L'Écolier et le Livre Simon Pagès (17ème siècle)

Libre maudit ! comment, pour ici l'on me punit ?
Pour toi tous les jours l'on me gronde ?
Je suis un paresseux, le plus mauvais du monde.
Le doux plaisir m'est interdit.
Ah! tu me croyais l'âme bonne ;
Accroche ce coup de canif.
Attends, attends, que je en donne.
Si sur toi je ne fixe un œil très-attentif,
C'est pour moi nouveau correctif ;
Si le voisin méchamment te déchire,
Ce sont des coups que l'étourdi m'attire.

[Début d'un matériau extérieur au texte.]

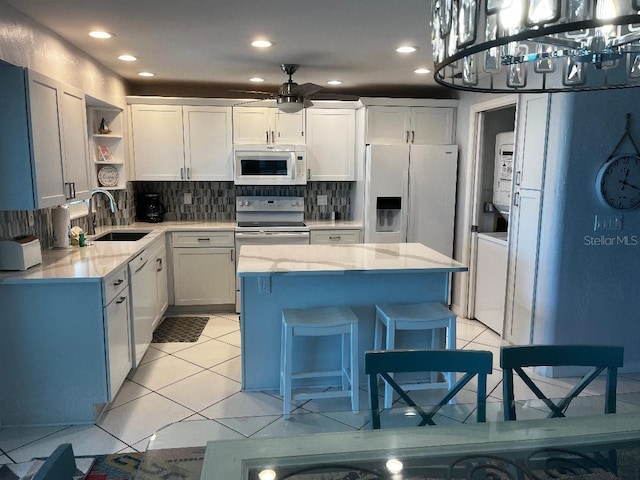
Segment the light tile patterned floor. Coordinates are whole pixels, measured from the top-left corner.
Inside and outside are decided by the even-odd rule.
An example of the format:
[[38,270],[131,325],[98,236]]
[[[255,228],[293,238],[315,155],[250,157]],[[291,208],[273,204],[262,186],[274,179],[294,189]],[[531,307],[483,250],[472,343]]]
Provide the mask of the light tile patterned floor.
[[[472,320],[458,320],[457,347],[490,350],[494,372],[488,381],[489,420],[501,418],[500,338]],[[575,379],[543,379],[547,392],[566,393]],[[598,391],[599,382],[588,393]],[[517,391],[520,387],[517,387]],[[471,391],[462,392],[471,399]],[[621,375],[618,411],[640,409],[640,374]],[[420,392],[428,402],[428,391]],[[109,409],[95,425],[7,427],[0,430],[0,464],[48,456],[60,443],[73,444],[76,455],[144,451],[154,432],[181,422],[172,446],[204,445],[207,440],[263,437],[369,428],[367,395],[361,410],[350,411],[349,399],[311,400],[282,419],[282,400],[275,391],[240,391],[240,331],[235,313],[215,313],[196,343],[152,344],[142,364],[132,371]],[[524,397],[529,398],[529,397]],[[461,400],[464,402],[464,397]],[[537,416],[533,401],[523,402],[519,418]],[[572,408],[574,408],[572,406]],[[579,413],[600,412],[589,398],[575,406]],[[444,412],[446,414],[447,412]],[[452,408],[444,421],[474,421]],[[194,420],[210,419],[202,423]],[[172,428],[172,427],[168,427]]]

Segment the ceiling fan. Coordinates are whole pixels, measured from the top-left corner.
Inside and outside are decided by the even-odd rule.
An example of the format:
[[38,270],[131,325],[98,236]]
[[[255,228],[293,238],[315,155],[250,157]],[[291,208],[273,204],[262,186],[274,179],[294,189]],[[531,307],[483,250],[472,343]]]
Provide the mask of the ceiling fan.
[[[260,95],[268,95],[268,99],[275,99],[278,105],[278,109],[285,113],[296,113],[306,107],[313,106],[311,98],[319,98],[320,96],[326,96],[330,99],[338,100],[357,100],[359,97],[355,95],[340,95],[340,94],[318,94],[323,89],[320,85],[315,83],[303,83],[298,85],[291,78],[298,70],[299,65],[293,63],[283,63],[281,66],[282,71],[289,75],[289,80],[284,82],[278,88],[278,93],[263,92],[260,90],[231,90],[232,92],[239,93],[253,93]],[[260,100],[256,100],[260,101]]]

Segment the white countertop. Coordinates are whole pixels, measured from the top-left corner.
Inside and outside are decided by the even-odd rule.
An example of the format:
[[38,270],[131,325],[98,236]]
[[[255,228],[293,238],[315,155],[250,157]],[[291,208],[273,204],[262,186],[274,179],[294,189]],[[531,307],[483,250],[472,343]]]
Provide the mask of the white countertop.
[[[0,283],[24,281],[99,281],[116,268],[142,252],[167,231],[234,230],[235,222],[137,222],[126,226],[101,227],[96,235],[88,236],[86,247],[65,250],[42,250],[42,264],[26,271],[0,272]],[[112,230],[149,231],[135,242],[92,242],[94,237]]]
[[[344,220],[308,221],[312,229],[362,228],[362,224]],[[96,229],[96,235],[87,237],[91,245],[71,247],[66,250],[42,250],[42,264],[26,271],[0,272],[0,283],[24,281],[95,280],[107,276],[142,252],[166,232],[235,230],[235,220],[194,222],[136,222],[125,226],[109,226]],[[150,231],[135,242],[92,242],[94,237],[112,230]]]
[[499,245],[506,246],[507,239],[509,237],[508,232],[482,232],[478,233],[478,239],[488,240]]
[[245,245],[238,255],[239,276],[467,270],[421,243]]

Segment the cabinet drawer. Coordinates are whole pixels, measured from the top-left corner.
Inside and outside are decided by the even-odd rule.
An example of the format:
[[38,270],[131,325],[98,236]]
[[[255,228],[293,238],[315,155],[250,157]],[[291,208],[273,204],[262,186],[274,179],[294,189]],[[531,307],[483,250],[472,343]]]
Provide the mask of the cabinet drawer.
[[360,243],[360,230],[312,230],[311,243]]
[[233,247],[234,232],[174,232],[174,247]]
[[129,276],[127,273],[127,266],[124,265],[119,269],[111,272],[104,277],[104,304],[108,305],[113,300],[118,292],[127,286],[129,283]]

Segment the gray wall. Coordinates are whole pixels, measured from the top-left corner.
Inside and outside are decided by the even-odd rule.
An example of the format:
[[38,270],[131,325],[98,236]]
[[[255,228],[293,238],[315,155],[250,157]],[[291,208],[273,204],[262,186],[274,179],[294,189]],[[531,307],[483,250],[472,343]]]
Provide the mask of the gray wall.
[[[625,131],[640,146],[640,89],[555,94],[544,189],[534,341],[625,347],[640,370],[640,209],[603,206],[595,179]],[[616,153],[636,154],[630,142]],[[621,215],[623,229],[594,231],[595,215]],[[605,239],[595,245],[592,238]]]

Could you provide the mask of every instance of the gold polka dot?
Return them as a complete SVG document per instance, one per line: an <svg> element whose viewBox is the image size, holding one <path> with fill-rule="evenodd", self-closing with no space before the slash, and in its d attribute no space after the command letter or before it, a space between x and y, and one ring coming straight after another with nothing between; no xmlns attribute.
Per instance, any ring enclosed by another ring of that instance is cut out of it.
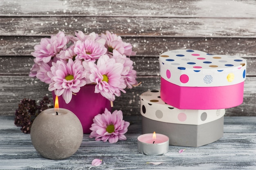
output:
<svg viewBox="0 0 256 170"><path fill-rule="evenodd" d="M227 76L227 80L229 82L231 82L234 80L235 75L233 73L229 73Z"/></svg>
<svg viewBox="0 0 256 170"><path fill-rule="evenodd" d="M209 67L218 67L218 65L209 65Z"/></svg>
<svg viewBox="0 0 256 170"><path fill-rule="evenodd" d="M158 100L151 100L150 101L151 102L158 102L159 101Z"/></svg>

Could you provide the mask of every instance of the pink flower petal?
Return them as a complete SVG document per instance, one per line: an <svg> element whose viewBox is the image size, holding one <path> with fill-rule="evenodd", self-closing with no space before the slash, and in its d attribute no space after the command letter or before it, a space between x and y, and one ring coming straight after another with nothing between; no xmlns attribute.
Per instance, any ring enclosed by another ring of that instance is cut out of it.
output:
<svg viewBox="0 0 256 170"><path fill-rule="evenodd" d="M90 138L95 138L97 141L102 141L106 142L108 141L110 143L117 142L119 140L124 140L126 137L124 134L127 132L127 128L130 123L123 120L123 113L121 110L115 110L113 113L106 109L102 114L98 114L93 120L93 123L90 130L92 131ZM108 125L113 125L114 132L110 133L106 131Z"/></svg>
<svg viewBox="0 0 256 170"><path fill-rule="evenodd" d="M92 166L100 166L102 163L102 159L94 159L92 162Z"/></svg>
<svg viewBox="0 0 256 170"><path fill-rule="evenodd" d="M186 149L182 149L180 150L179 151L179 154L181 154L183 152L183 151L184 151L185 150L186 150Z"/></svg>

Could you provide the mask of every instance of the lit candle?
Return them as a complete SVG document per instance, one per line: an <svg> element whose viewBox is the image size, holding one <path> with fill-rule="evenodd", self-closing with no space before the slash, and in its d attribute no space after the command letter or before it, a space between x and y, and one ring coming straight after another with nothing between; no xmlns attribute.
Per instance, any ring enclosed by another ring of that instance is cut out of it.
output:
<svg viewBox="0 0 256 170"><path fill-rule="evenodd" d="M83 133L77 117L69 110L58 108L58 96L54 107L45 110L36 116L30 135L32 144L41 155L60 159L77 151Z"/></svg>
<svg viewBox="0 0 256 170"><path fill-rule="evenodd" d="M162 134L149 133L138 137L139 152L148 155L161 155L168 152L169 138Z"/></svg>

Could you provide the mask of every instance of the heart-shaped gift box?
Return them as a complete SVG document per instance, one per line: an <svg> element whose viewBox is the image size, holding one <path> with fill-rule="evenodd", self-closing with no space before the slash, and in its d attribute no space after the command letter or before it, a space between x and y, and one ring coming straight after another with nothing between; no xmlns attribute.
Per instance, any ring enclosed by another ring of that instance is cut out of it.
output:
<svg viewBox="0 0 256 170"><path fill-rule="evenodd" d="M193 50L160 55L160 96L180 109L232 107L243 103L246 60Z"/></svg>

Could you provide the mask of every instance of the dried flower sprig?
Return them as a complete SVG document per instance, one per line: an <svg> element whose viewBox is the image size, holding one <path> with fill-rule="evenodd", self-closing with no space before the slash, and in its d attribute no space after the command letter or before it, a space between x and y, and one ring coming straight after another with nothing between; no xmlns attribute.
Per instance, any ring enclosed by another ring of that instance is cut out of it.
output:
<svg viewBox="0 0 256 170"><path fill-rule="evenodd" d="M52 107L50 103L51 101L46 96L41 101L39 105L34 100L23 98L15 112L14 124L18 127L21 127L20 130L23 133L30 133L34 120L42 111Z"/></svg>

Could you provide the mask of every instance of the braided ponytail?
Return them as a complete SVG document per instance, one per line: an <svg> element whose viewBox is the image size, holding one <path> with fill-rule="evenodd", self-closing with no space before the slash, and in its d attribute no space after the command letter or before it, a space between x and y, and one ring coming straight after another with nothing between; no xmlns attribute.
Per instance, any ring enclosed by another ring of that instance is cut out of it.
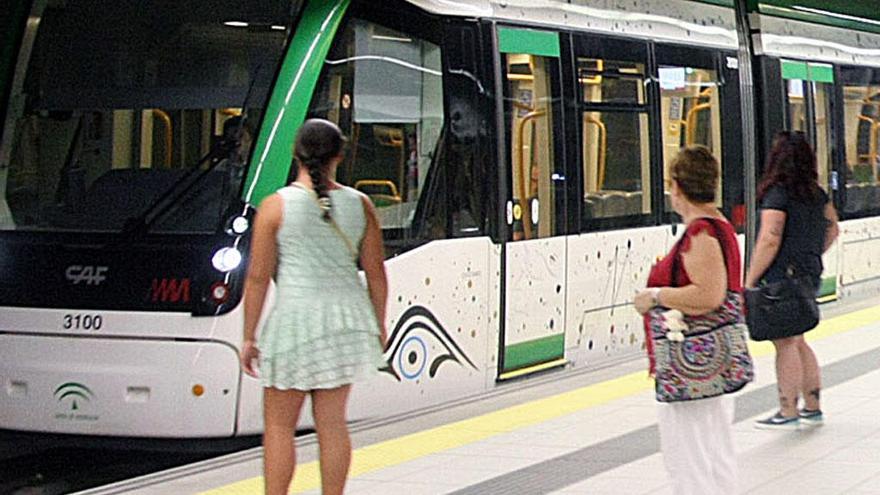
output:
<svg viewBox="0 0 880 495"><path fill-rule="evenodd" d="M330 202L330 164L342 153L345 137L336 124L323 119L309 119L300 128L294 155L306 168L312 188L318 195L321 217L330 221L333 204Z"/></svg>
<svg viewBox="0 0 880 495"><path fill-rule="evenodd" d="M315 160L317 161L317 160ZM312 179L312 187L318 195L318 204L321 206L322 218L325 221L330 220L330 210L333 204L330 202L330 192L327 188L327 167L321 166L320 161L313 164L306 164L305 167L309 171L309 178Z"/></svg>

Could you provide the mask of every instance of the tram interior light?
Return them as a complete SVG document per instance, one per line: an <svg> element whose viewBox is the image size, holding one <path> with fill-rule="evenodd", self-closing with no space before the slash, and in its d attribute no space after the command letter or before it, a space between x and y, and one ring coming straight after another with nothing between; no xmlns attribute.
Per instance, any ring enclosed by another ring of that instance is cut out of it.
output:
<svg viewBox="0 0 880 495"><path fill-rule="evenodd" d="M223 282L217 282L211 286L211 299L215 304L223 304L229 299L229 286Z"/></svg>
<svg viewBox="0 0 880 495"><path fill-rule="evenodd" d="M234 247L220 248L211 258L214 268L226 273L231 272L241 265L241 251Z"/></svg>

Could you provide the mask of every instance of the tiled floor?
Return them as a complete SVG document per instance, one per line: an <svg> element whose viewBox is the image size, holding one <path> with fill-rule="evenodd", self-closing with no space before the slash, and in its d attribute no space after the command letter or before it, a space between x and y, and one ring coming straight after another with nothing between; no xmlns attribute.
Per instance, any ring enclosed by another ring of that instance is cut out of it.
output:
<svg viewBox="0 0 880 495"><path fill-rule="evenodd" d="M752 421L772 412L772 402L766 400L760 404L768 408L760 414L739 417L735 440L741 493L880 495L880 359L878 371L865 366L864 356L858 361L866 351L875 350L880 356L880 321L822 338L813 347L823 365L850 370L845 379L823 390L826 424L792 432L755 430ZM756 395L762 387L766 387L764 399L773 393L772 354L758 357L756 365L758 378L738 401L749 399L746 394L751 392ZM350 481L347 493L671 494L662 456L652 440L656 439L655 409L653 394L645 391L367 472ZM646 441L651 443L648 450L635 444ZM645 453L634 456L634 450ZM192 479L190 484L179 480L176 485L135 493L192 493L186 490L196 485L220 487L258 472L259 461L252 460L206 471L195 485ZM496 482L508 478L513 488L492 488L503 486Z"/></svg>

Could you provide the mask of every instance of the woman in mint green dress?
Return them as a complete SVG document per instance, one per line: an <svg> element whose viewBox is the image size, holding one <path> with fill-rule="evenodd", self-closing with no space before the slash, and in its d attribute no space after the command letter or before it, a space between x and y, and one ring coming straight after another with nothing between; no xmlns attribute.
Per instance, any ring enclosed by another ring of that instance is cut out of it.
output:
<svg viewBox="0 0 880 495"><path fill-rule="evenodd" d="M266 198L254 222L241 365L264 387L268 495L288 493L296 464L293 437L307 395L320 447L322 493L343 492L351 464L345 419L351 384L385 365L382 232L370 200L334 180L344 143L332 122L306 121L294 147L296 181ZM273 276L275 306L256 339Z"/></svg>

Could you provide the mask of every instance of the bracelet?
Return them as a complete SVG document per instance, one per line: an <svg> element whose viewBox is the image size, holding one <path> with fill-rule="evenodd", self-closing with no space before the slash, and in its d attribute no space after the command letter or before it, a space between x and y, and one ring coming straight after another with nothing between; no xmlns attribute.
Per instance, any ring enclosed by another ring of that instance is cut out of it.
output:
<svg viewBox="0 0 880 495"><path fill-rule="evenodd" d="M660 306L660 287L651 287L651 307Z"/></svg>

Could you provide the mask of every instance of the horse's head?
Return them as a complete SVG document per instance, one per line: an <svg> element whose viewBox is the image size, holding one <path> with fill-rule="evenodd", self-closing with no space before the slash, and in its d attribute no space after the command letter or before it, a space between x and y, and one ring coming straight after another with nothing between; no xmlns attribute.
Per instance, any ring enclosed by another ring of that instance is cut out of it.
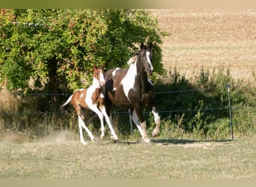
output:
<svg viewBox="0 0 256 187"><path fill-rule="evenodd" d="M149 46L144 46L143 43L141 44L141 51L138 55L138 58L140 61L141 66L144 71L147 73L147 76L151 76L153 73L152 66L152 43Z"/></svg>
<svg viewBox="0 0 256 187"><path fill-rule="evenodd" d="M105 72L103 67L97 67L96 65L94 66L94 79L97 79L102 87L105 85L104 74Z"/></svg>

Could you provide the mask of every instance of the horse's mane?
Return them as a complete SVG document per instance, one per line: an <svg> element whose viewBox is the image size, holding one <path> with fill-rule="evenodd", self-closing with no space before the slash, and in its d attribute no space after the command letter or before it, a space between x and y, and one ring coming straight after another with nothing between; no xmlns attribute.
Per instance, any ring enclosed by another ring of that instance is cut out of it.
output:
<svg viewBox="0 0 256 187"><path fill-rule="evenodd" d="M133 55L127 62L127 64L129 66L130 64L135 63L137 61L138 58L138 53L135 53L135 55Z"/></svg>

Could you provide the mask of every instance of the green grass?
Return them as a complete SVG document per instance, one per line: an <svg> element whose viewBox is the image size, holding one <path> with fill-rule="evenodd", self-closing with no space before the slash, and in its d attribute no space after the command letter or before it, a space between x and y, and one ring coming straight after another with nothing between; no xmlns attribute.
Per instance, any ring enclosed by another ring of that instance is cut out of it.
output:
<svg viewBox="0 0 256 187"><path fill-rule="evenodd" d="M0 179L255 179L256 138L0 143Z"/></svg>

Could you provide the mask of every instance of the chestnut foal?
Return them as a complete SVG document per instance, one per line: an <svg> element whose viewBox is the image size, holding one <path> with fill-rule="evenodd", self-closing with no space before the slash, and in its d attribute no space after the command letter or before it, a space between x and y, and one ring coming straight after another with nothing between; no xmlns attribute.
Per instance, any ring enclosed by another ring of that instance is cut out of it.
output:
<svg viewBox="0 0 256 187"><path fill-rule="evenodd" d="M89 110L94 111L100 120L101 138L105 136L104 116L112 135L111 139L114 141L118 140L103 104L104 95L102 93L102 87L105 85L104 73L103 68L97 67L94 65L92 85L87 89L76 91L73 94L68 98L67 102L60 107L61 110L64 111L71 102L72 105L75 108L79 119L80 141L83 144L87 144L87 143L83 138L82 128L85 129L88 135L90 136L91 141L95 141L94 136L84 122Z"/></svg>

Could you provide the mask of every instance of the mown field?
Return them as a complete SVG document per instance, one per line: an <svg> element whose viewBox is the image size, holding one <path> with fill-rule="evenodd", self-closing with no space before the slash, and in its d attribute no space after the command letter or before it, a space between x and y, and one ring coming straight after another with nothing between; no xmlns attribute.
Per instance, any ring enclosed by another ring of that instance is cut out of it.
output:
<svg viewBox="0 0 256 187"><path fill-rule="evenodd" d="M256 10L150 11L170 33L162 44L166 70L177 68L192 78L201 67L224 67L236 79L256 81ZM148 144L123 138L87 146L78 134L67 132L32 142L20 138L11 132L0 138L0 179L256 178L255 136L234 141L162 136Z"/></svg>
<svg viewBox="0 0 256 187"><path fill-rule="evenodd" d="M256 139L0 144L0 179L255 179ZM62 139L62 141L60 141Z"/></svg>
<svg viewBox="0 0 256 187"><path fill-rule="evenodd" d="M236 79L255 82L255 10L151 10L162 38L162 64L192 77L201 67L230 69Z"/></svg>

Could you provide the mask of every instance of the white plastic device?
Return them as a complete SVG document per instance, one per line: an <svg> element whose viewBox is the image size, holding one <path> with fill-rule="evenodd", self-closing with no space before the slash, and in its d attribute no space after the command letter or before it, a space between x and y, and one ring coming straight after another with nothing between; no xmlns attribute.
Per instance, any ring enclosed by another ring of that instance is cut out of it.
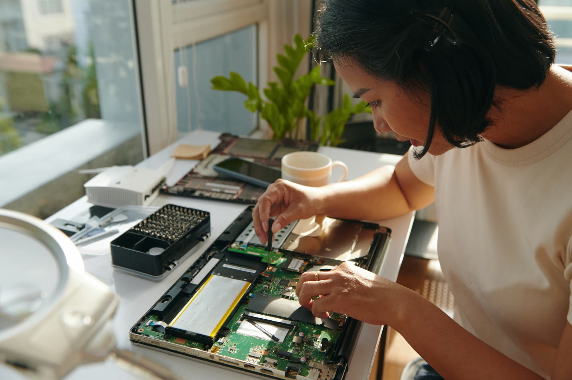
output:
<svg viewBox="0 0 572 380"><path fill-rule="evenodd" d="M112 321L119 297L85 271L62 232L0 209L0 241L10 268L0 277L0 378L59 380L79 365L111 357L146 378L181 380L116 348Z"/></svg>
<svg viewBox="0 0 572 380"><path fill-rule="evenodd" d="M112 167L84 185L88 201L100 206L146 206L157 197L166 181L162 171Z"/></svg>

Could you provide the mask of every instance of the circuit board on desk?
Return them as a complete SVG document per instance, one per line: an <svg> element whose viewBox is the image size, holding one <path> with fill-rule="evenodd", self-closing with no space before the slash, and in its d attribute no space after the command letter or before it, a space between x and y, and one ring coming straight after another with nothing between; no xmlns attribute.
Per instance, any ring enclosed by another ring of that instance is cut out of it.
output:
<svg viewBox="0 0 572 380"><path fill-rule="evenodd" d="M332 269L343 260L339 254L332 258L283 249L292 248L297 240L299 246L308 246L300 244L288 227L281 232L286 238L277 239L279 246L269 254L252 238L251 209L133 326L132 341L273 378L343 378L359 322L336 313L316 318L300 306L296 296L302 273ZM384 253L389 231L375 224L341 221L339 225L352 231L357 231L356 223L367 231L353 235L354 249L366 245L368 249L352 261L372 269ZM335 229L324 232L312 238L323 245L333 241L328 235ZM359 242L360 236L374 238L366 244ZM351 257L351 253L341 257Z"/></svg>
<svg viewBox="0 0 572 380"><path fill-rule="evenodd" d="M265 188L221 176L213 169L216 164L231 157L240 157L279 168L282 157L285 155L292 152L316 152L319 147L315 142L288 139L279 141L258 140L229 134L223 134L219 138L220 143L206 158L176 184L165 185L161 191L183 197L253 204Z"/></svg>

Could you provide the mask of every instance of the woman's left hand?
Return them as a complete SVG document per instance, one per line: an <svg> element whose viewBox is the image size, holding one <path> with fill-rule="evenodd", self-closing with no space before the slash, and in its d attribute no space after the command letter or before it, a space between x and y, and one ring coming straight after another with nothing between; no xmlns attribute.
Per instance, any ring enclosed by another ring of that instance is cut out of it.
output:
<svg viewBox="0 0 572 380"><path fill-rule="evenodd" d="M398 304L392 300L403 286L347 262L319 272L318 281L315 274L303 273L296 288L300 305L315 316L327 318L334 312L372 325L390 324Z"/></svg>

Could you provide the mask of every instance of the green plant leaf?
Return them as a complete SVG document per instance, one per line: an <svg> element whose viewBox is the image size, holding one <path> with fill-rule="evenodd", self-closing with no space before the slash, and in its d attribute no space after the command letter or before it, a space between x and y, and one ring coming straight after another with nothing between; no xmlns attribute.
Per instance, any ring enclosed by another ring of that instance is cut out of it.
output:
<svg viewBox="0 0 572 380"><path fill-rule="evenodd" d="M291 59L287 58L282 54L278 54L276 55L276 58L278 60L278 63L281 66L288 70L288 72L292 75L294 75L297 67L294 66L294 64L292 62Z"/></svg>
<svg viewBox="0 0 572 380"><path fill-rule="evenodd" d="M285 89L288 88L292 84L292 75L282 67L274 67L273 70L280 79L282 86Z"/></svg>
<svg viewBox="0 0 572 380"><path fill-rule="evenodd" d="M247 82L244 81L244 79L240 76L240 74L234 71L231 71L228 79L231 82L231 84L236 88L236 91L240 91L243 94L248 93Z"/></svg>
<svg viewBox="0 0 572 380"><path fill-rule="evenodd" d="M260 102L261 103L261 102ZM251 111L251 112L255 112L258 111L259 102L258 99L248 99L244 100L244 107ZM260 104L261 105L261 104Z"/></svg>
<svg viewBox="0 0 572 380"><path fill-rule="evenodd" d="M219 90L223 91L236 91L231 85L231 82L229 82L228 79L224 76L215 76L210 79L210 83L213 85L213 90Z"/></svg>

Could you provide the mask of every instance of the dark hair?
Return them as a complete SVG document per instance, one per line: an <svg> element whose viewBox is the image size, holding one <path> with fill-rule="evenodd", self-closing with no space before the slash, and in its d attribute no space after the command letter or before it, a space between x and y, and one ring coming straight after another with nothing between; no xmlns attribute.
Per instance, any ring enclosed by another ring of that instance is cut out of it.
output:
<svg viewBox="0 0 572 380"><path fill-rule="evenodd" d="M453 33L448 18L438 22L443 38L426 48L439 35L432 27L444 9L456 20ZM321 58L351 58L374 77L430 92L428 133L417 158L436 126L458 148L480 141L492 123L491 107L499 108L495 86L539 87L556 53L533 0L323 0L316 17Z"/></svg>

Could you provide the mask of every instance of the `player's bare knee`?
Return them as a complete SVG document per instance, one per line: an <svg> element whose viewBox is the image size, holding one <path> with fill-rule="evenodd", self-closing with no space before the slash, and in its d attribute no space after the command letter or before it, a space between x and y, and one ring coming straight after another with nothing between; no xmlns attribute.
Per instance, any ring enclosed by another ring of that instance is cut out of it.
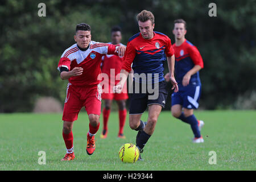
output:
<svg viewBox="0 0 256 182"><path fill-rule="evenodd" d="M181 112L174 112L172 111L172 115L174 117L175 117L176 118L179 118L180 116L180 114L181 114Z"/></svg>
<svg viewBox="0 0 256 182"><path fill-rule="evenodd" d="M139 126L139 124L138 125L136 123L129 122L130 127L133 130L137 129L138 128L138 127Z"/></svg>
<svg viewBox="0 0 256 182"><path fill-rule="evenodd" d="M148 127L149 127L150 128L151 128L156 124L157 121L158 119L156 117L148 118L147 125L148 125Z"/></svg>
<svg viewBox="0 0 256 182"><path fill-rule="evenodd" d="M185 117L188 117L189 116L193 115L193 109L184 109L184 115Z"/></svg>
<svg viewBox="0 0 256 182"><path fill-rule="evenodd" d="M72 131L72 128L71 126L63 126L63 133L65 134L68 134Z"/></svg>
<svg viewBox="0 0 256 182"><path fill-rule="evenodd" d="M90 125L93 126L97 126L100 123L99 117L96 114L89 114L89 121L90 121Z"/></svg>

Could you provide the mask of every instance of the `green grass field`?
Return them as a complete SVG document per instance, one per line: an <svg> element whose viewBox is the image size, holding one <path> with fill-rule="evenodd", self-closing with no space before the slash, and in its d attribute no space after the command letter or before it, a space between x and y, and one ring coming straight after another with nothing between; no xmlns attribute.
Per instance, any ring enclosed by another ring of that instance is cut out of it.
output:
<svg viewBox="0 0 256 182"><path fill-rule="evenodd" d="M126 139L117 138L118 113L112 113L109 134L96 135L93 155L86 152L89 122L81 113L73 133L76 159L60 162L65 154L62 138L61 114L0 114L0 170L255 170L256 111L197 111L197 118L205 122L201 134L205 143L194 144L190 126L163 111L155 133L144 147L144 161L122 163L120 147L135 143L137 132L124 129ZM146 121L147 113L142 116ZM46 164L38 163L39 151L46 152ZM209 152L217 154L217 164L210 165Z"/></svg>

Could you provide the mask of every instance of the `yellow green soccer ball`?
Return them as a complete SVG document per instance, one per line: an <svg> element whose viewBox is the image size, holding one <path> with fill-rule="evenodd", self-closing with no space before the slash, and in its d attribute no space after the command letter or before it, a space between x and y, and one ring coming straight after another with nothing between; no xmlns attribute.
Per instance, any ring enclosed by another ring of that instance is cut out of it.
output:
<svg viewBox="0 0 256 182"><path fill-rule="evenodd" d="M138 147L133 143L124 144L119 150L119 158L124 163L134 163L139 156Z"/></svg>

Tiens, tiens, voila pour les soufflets
Que tu m'as fait donner, ce matin, sur la joue ;
Attrape, tiens pour les arrêts.
Le pauvre livre alors est jeté dans la boue.
D'un écolier malin tu penses qu'on se joue ;
Crac, crac, encore ces feuillets.
Le misérable était à la torture.
Percé, déchiqueté, taché, sans couverture,
Son dernier moment arrivait :
Ce n'était plus qu'un squelette de livre,
Et notre bourreau lui disait :
Va, va, je veux t'apprendre à vivre.
Enfin survient l'inflexible censeur,
Et d'un ton gravement sévère :
Qu'on appelle le correcteur,
Dit-il; le crime est grand, qu'on frappe sans colère.
L'homme terrible frappe, et d'un ton de docteur,
Il répétait, tançant le petit diable :
L'innocent ne doit pas payer pour le coupable.